His FICTIONS is filled with these kinds of narrative hypotheses, a variety of which are sometimes presented on the very same page.
In all fictions, each time a man meets diverse alternatives, he chooses one and eliminates the others; in the work of the virtually impossible-to-disentangle 'Ts'ui Pen', the character chooses—simultaneously—all of them. He creates, thereby, 'several futures,' several times, which themselves proliferate and fork. That is the explanation for the novel's contradictions.

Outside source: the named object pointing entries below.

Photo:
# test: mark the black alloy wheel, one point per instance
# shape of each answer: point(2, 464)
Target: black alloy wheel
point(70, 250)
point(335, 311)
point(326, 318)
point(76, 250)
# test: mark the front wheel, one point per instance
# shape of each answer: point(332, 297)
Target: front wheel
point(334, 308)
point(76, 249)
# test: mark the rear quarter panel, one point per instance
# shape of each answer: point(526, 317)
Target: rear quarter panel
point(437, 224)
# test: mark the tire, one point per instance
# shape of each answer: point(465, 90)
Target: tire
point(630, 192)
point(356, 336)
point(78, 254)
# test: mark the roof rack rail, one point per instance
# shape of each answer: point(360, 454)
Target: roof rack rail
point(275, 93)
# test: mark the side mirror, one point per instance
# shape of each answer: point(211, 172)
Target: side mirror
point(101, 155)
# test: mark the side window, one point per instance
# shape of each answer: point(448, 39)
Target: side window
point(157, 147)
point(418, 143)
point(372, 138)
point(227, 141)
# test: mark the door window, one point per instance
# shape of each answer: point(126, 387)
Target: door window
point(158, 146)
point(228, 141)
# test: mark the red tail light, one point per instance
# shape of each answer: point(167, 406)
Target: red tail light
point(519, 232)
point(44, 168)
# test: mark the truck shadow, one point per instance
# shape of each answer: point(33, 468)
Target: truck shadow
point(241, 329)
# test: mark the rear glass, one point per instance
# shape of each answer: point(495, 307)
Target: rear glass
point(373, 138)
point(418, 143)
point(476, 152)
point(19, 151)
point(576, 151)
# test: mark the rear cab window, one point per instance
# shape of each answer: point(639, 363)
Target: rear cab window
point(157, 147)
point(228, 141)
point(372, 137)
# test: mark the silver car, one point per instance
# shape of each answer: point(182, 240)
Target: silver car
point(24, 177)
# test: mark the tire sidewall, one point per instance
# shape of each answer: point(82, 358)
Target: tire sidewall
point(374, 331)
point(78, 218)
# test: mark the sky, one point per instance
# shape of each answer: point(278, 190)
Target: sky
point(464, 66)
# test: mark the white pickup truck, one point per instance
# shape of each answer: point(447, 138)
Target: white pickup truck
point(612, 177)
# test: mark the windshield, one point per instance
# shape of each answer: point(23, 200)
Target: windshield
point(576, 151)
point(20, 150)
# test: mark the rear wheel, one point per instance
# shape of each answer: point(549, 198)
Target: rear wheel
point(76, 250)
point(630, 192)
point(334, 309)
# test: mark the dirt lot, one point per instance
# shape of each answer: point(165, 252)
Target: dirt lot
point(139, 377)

Some story hypotheses are even given diagrams. Like this one:
But it is not the worlds proposed by 'April March' that are regressive, it is the way the stories are told—regressively and ramifying, as I have said. The book is composed of thirteen chapters. The first reports an ambiguous conversation between several unknown persons on a railway station platform. The second tells of the events of the evening that precedes the first. The third, likewise retrograde, tells of the events of another, different, possible evening before the first; the fourth chapter relates the events of yet a third different possible evening. Each of these (mutually exclusive) “evenings-before” ramifies into three further “evenings-before.” all quite different. The work in its entirety consists, then, of nine novels, each novel, of three long chapters.
It isn't so much a book of stories as much as it's a collection of thought experiments about what can potentially be done with stories, without actually attempting to put any of it to the test, not really. The influence on Calvino is very obvious, as is certainly the influence on, say, a Christopher Nolan. Especially in regard to his structurally interesting stuff: MEMENTO, INCEPTION, and INTERSTELLAR. And you can even see it a bit in his earliest work, FOLLOWING.
I'm beginning to think I'm not smart enough for Borges though, because only 86 pages into this unassuming volume and I can already feel my brain bleed.